To understand why adults choose to change churches, 415 “non-mover” church switchers — who changed churches for reasons other than changes to their residential location — were surveyed in December 2006.

The top two specific reasons people leave their church have to do with their needs not being fulfilled by their previous church.

Of all reasons churchgoers choose to leave their previous church, the top specific reason is because the “church was not helping me to develop spiritually,” encompassing 28 percent of non-mover church switchers.

Another 20 percent of respondents said they left because they “did not feel engaged or involved in meaningful church work.”

A common element among church switchers is disenchantment with church members. Eighteen percent of respondents indicated “church members were judgmental of others” as a specific reason for switching.

Other member-related reasons for switching were “members seemed hypocritical” (15 percent), “church didn’t seem to be a place where God was at work” (14 percent) and “church was run by a clique that discouraged involvement” (14 percent).

Disenchantment with the pastor also is a common reason churchgoers switch. Sixteen percent cited the “pastor was not a good preacher” as a specific reason for leaving their previous church. Also in the top 10 were “pastor was judgmental of others” (14 percent) and “pastor seemed hypocritical” (13 percent).

Sixteen percent of survey respondents said too many changes in general drove them to switch churches.

One respondent said, “The pastor of my previous church left and the new pastor was radically different, and the music switched from traditional to rock music.”

McConnell said such church switchers leave “because they are unhappy with changes in the overall direction of the church. Respondents had the opportunity to select specific changes they did not like, such as worship style, teachings or a staff member leaving, but the largest proportion selected too many changes in general — the culmination of many changes in the previous church they did not like.”

Church switchers’ disenchantment and disappointment with their previous church’s failure to meet their needs differ from those who do not return to church.

The prior LifeWay Research study of formerly churched adults indicated that the primary reasons given for leaving the church are changes in life situation. While 59 percent of the formerly churched cited this category of reasons, only 21 percent of church switchers leave their previous church because of life changes (excluding moving).

Brad Waggoner, LifeWay’s vice president of research and ministry development, expounds on the church switcher study in a companion article available at lifewayresearch.com and offers suggestions for church leaders who desire to build stronger, healthier churches.

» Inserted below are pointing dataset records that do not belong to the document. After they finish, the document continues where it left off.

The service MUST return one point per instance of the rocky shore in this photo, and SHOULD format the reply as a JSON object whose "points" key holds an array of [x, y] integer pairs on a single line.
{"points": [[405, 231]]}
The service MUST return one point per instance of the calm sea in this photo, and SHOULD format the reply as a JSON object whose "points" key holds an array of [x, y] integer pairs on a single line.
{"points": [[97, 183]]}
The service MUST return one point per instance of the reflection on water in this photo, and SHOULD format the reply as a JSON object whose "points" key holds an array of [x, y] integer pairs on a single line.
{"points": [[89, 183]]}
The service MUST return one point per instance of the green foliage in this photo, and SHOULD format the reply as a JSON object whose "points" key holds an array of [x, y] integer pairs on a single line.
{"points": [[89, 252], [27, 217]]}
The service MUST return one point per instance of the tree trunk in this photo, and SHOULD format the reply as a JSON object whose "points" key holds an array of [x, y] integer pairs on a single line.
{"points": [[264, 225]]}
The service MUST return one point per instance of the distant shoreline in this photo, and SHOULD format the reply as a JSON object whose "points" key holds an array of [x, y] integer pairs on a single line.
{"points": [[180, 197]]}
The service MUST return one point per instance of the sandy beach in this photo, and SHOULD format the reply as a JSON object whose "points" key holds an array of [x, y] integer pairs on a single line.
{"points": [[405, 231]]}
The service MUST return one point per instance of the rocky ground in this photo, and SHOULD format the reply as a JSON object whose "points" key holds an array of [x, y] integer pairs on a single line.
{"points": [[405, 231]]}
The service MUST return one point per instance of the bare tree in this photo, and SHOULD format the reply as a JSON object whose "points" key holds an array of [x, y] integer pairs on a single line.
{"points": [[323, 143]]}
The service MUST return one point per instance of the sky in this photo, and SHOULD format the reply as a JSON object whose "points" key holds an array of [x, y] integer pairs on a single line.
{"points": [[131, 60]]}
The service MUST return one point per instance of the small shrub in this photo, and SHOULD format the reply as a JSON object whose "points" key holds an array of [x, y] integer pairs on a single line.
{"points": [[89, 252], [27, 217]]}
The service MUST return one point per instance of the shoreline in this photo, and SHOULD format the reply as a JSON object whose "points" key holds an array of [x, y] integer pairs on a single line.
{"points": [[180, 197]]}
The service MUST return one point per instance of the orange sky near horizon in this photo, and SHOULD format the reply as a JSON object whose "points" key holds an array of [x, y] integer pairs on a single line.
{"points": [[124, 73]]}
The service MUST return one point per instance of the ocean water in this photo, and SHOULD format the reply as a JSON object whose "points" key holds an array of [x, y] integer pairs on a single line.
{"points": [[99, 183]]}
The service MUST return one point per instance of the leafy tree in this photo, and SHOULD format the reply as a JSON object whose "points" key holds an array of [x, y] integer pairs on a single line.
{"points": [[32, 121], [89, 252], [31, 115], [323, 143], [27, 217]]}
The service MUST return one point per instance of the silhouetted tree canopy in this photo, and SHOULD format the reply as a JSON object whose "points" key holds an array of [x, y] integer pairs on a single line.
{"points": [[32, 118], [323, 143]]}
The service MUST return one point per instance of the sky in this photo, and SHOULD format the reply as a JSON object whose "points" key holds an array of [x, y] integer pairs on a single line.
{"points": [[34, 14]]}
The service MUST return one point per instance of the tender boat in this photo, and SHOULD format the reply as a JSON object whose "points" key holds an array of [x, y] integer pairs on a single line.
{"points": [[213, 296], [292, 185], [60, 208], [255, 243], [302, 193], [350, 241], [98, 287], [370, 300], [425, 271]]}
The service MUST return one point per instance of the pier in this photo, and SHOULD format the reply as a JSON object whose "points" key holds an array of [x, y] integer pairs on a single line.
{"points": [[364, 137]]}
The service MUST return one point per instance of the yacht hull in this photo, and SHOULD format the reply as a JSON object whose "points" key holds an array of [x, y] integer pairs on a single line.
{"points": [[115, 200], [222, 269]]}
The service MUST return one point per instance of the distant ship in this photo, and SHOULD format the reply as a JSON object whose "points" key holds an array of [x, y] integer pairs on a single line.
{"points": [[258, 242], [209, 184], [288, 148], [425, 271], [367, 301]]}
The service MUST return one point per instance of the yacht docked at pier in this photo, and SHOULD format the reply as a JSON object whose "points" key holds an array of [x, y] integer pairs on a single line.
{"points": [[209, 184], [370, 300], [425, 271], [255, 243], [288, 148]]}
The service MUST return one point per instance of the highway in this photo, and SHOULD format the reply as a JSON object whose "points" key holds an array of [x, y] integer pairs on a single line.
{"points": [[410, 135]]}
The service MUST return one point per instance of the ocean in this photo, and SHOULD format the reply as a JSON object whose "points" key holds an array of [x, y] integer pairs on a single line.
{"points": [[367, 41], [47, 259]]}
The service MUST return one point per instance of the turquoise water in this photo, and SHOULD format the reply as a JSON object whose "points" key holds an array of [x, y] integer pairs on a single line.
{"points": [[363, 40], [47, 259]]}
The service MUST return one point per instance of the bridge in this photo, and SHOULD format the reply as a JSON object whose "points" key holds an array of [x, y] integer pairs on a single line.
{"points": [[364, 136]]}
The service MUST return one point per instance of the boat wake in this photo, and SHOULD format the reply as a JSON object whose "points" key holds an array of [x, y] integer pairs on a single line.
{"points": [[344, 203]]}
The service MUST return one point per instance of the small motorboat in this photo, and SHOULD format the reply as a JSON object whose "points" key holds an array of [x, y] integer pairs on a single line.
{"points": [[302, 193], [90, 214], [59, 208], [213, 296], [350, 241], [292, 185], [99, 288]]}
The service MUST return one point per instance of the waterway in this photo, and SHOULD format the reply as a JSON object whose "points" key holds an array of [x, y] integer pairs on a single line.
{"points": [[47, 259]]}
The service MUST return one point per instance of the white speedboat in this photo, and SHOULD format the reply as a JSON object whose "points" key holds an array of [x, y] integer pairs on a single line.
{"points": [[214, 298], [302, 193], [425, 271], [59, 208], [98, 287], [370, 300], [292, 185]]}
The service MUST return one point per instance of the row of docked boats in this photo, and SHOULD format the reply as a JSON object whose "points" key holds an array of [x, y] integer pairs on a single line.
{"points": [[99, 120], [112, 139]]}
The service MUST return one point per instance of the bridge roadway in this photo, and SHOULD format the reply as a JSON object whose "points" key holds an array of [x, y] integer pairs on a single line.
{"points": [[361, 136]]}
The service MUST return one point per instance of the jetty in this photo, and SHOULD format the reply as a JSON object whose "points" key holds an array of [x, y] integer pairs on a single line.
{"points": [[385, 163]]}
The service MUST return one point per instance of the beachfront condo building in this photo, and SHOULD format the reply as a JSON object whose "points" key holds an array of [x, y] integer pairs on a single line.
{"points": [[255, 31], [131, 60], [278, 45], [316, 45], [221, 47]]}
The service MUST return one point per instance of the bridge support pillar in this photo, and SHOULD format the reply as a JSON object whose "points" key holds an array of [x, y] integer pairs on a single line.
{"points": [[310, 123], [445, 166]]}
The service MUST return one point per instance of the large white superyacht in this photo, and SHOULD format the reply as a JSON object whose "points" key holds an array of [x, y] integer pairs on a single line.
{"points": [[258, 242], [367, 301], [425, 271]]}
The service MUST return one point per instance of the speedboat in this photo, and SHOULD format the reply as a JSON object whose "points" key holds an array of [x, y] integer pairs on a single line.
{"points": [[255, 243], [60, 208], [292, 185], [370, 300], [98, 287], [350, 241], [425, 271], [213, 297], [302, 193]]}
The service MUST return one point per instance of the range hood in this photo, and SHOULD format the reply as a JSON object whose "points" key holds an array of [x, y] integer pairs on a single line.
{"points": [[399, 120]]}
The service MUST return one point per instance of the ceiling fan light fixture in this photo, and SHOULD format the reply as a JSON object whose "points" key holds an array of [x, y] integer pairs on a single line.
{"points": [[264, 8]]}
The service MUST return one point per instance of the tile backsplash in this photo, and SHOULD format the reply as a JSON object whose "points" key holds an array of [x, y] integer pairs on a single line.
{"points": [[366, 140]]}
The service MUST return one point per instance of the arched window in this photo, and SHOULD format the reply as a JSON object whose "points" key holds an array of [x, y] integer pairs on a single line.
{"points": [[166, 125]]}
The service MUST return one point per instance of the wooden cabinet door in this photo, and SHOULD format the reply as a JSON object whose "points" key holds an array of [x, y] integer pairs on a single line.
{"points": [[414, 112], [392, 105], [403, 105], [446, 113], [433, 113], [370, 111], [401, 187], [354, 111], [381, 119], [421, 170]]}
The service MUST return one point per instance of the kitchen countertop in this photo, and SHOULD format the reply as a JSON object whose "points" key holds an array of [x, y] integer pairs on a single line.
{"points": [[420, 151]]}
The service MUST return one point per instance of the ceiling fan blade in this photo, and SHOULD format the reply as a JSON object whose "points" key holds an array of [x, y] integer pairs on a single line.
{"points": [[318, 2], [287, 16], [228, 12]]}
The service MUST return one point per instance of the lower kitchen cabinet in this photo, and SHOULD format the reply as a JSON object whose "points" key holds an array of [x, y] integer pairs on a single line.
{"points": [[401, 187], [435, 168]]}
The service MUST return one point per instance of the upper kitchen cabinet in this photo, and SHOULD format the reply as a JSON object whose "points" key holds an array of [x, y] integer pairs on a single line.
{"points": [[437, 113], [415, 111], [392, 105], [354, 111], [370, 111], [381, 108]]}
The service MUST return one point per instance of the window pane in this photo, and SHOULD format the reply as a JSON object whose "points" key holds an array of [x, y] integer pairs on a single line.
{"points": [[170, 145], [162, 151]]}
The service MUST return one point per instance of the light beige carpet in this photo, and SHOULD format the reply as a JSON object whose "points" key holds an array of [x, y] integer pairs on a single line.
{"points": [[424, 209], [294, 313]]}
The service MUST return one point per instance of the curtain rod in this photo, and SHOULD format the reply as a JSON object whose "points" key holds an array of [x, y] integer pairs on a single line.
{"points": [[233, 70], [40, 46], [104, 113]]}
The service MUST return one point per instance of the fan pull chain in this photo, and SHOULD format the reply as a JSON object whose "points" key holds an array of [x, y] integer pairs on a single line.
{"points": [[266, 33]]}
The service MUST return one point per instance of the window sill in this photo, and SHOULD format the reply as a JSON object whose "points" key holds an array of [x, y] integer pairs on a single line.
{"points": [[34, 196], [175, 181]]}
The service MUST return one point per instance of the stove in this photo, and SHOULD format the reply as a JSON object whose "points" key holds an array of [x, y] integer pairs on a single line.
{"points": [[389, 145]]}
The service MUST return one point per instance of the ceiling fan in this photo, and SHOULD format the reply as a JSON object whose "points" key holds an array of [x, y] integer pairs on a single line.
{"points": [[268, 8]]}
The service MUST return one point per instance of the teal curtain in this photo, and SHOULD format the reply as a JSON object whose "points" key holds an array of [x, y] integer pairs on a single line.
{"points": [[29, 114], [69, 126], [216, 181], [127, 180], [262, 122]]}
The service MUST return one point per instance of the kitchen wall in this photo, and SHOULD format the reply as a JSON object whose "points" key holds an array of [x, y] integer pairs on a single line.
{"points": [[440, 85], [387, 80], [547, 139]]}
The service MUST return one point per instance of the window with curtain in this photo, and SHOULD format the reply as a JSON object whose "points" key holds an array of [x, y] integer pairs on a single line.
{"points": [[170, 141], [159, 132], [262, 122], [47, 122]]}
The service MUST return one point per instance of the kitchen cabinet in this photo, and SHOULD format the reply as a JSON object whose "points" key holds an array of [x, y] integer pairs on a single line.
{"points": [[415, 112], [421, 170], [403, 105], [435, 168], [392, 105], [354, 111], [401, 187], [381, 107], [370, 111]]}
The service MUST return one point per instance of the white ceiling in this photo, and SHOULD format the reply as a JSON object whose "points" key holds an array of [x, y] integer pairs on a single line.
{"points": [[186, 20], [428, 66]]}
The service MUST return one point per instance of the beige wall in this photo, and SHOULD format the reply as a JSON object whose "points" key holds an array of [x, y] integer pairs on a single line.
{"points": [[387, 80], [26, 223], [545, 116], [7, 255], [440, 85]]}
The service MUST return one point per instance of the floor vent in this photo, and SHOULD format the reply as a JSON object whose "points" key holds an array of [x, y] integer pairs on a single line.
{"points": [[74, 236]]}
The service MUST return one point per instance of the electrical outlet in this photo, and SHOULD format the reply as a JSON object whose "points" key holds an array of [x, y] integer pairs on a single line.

“Of all of the reasons for leaving the church, the top two are ‘the church was not helping me to grow spiritually’ and ‘I did not feel engaged/involved in meaningful work in the church,'” Waggoner writes. “These are actually very encouraging findings. The fact that the majority of church switchers express a desire to grow spiritually and become active in service should strike a chord of optimism for leaders.

“… [T]he most helpful response any leader can make to this study is to allow these findings to fuel the desire to disciple and involve every church member,” Waggoner adds. “With few exceptions, a pastor who possesses solid leadership skills and a passion to disciple and involve others will see this happen in the church.”